The following policy is proposed to apply to the refinancing and/or subordination of loans made by the FCRHA:

  • No cross-collateralization or cross-default among the FCRHA financed properties will be considered. This requirement will ensure that in case of default on a property, the superior lender can foreclose only on the property in question, and will not be able to foreclose on any other property within the portfolio, which may have a higher appraised value, in order to get reimbursed on the superior mortgage. This applies to the refinancing of loans which are not cross collateralized or cross defaulted.

  • No cash out refinancing from the FCRHA financed properties will be permitted. This requirement will ensure that the affordable properties are not over leveraged and continue to serve the population these properties were intended to serve. Moreover, this requirement will make sure that the FCRHA’s equity share is not put at risk.

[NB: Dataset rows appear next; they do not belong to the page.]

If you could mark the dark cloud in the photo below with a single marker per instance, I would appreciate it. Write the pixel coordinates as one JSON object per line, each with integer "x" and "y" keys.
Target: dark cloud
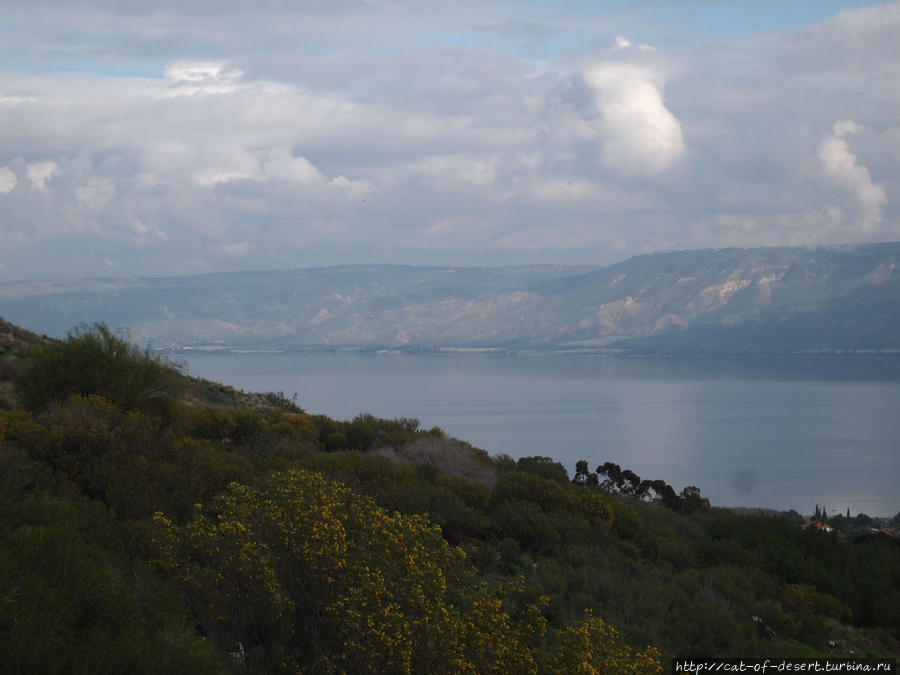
{"x": 175, "y": 137}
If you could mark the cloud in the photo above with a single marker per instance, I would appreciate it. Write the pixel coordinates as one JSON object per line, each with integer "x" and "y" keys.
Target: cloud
{"x": 8, "y": 179}
{"x": 841, "y": 166}
{"x": 168, "y": 139}
{"x": 859, "y": 41}
{"x": 40, "y": 172}
{"x": 639, "y": 135}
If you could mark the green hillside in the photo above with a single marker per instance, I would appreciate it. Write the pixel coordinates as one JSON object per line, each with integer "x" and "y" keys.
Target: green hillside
{"x": 151, "y": 522}
{"x": 766, "y": 300}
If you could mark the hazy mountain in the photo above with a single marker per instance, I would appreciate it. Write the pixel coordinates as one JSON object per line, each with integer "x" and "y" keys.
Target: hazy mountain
{"x": 729, "y": 300}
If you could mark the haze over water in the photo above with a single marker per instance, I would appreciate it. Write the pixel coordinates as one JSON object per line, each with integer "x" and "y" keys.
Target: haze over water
{"x": 783, "y": 433}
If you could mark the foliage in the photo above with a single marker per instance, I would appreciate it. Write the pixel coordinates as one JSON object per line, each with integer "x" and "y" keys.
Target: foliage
{"x": 295, "y": 542}
{"x": 93, "y": 360}
{"x": 308, "y": 575}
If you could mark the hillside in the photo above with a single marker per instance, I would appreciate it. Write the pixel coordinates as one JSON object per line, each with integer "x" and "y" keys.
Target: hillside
{"x": 729, "y": 300}
{"x": 151, "y": 522}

  • A minimum Debt Coverage Ratio of 1.0 shall be required. This requirement will ensure that property has sufficient revenue to meet the operating expenses and pay the debt on the must-pay loans.

  • Loan-to-Value shall not exceed 100 percent of the appraised value of the property, based on the appraisal ordered by the first mortgage lender or HCD. This requirement will ensure that the property is not burdened with any more debt than it can support and the FCRHA’s interest is not at a risk.

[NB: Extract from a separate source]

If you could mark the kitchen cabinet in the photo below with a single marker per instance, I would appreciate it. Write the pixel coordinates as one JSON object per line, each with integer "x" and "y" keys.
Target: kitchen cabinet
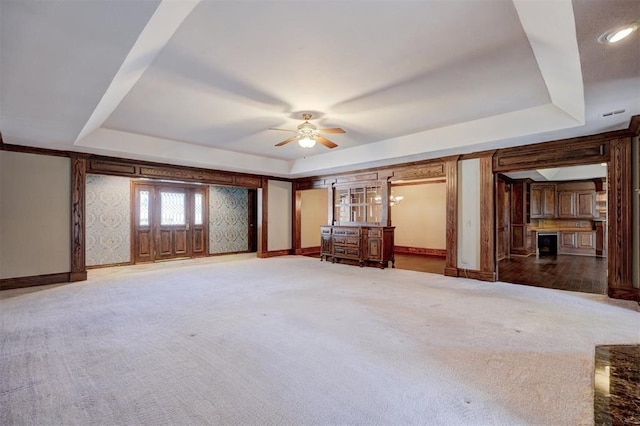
{"x": 543, "y": 201}
{"x": 577, "y": 242}
{"x": 576, "y": 204}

  • Fixed interest rate, fully amortizing mortgages with no balloon payment(s) will be the preferred refinancing vehicle. This requirement will ensure that the debt service expense is predictable and the borrower is able to budget this expense while planning their future budgets.

  • Funding of “FCRHA Reserve Account” to backstop balloon payments, if any, shall be required. In the event the original first trust loan has a balloon payment this requirement will ensure that the borrower has funds available to be used at the time of refinancing of the balloon payment. Since banks have adopted strict credit requirements, such a reserve will assist the borrower as a leverage at the time of refinancing. Consideration of changing from an amortizing loan to a balloon payment as part of refinancing will only be given if a sufficient reserve account is available.

  • Any other factors as deemed necessary after review and evaluation by the Department of Housing and Community Development’s Loan Underwriting Committee and approved by the FCRHA.

  • Changes in terms beyond a change in the interest rate must be approved by the FCRHA.

  • Exceptions to the policy must be approved by the FCRHA.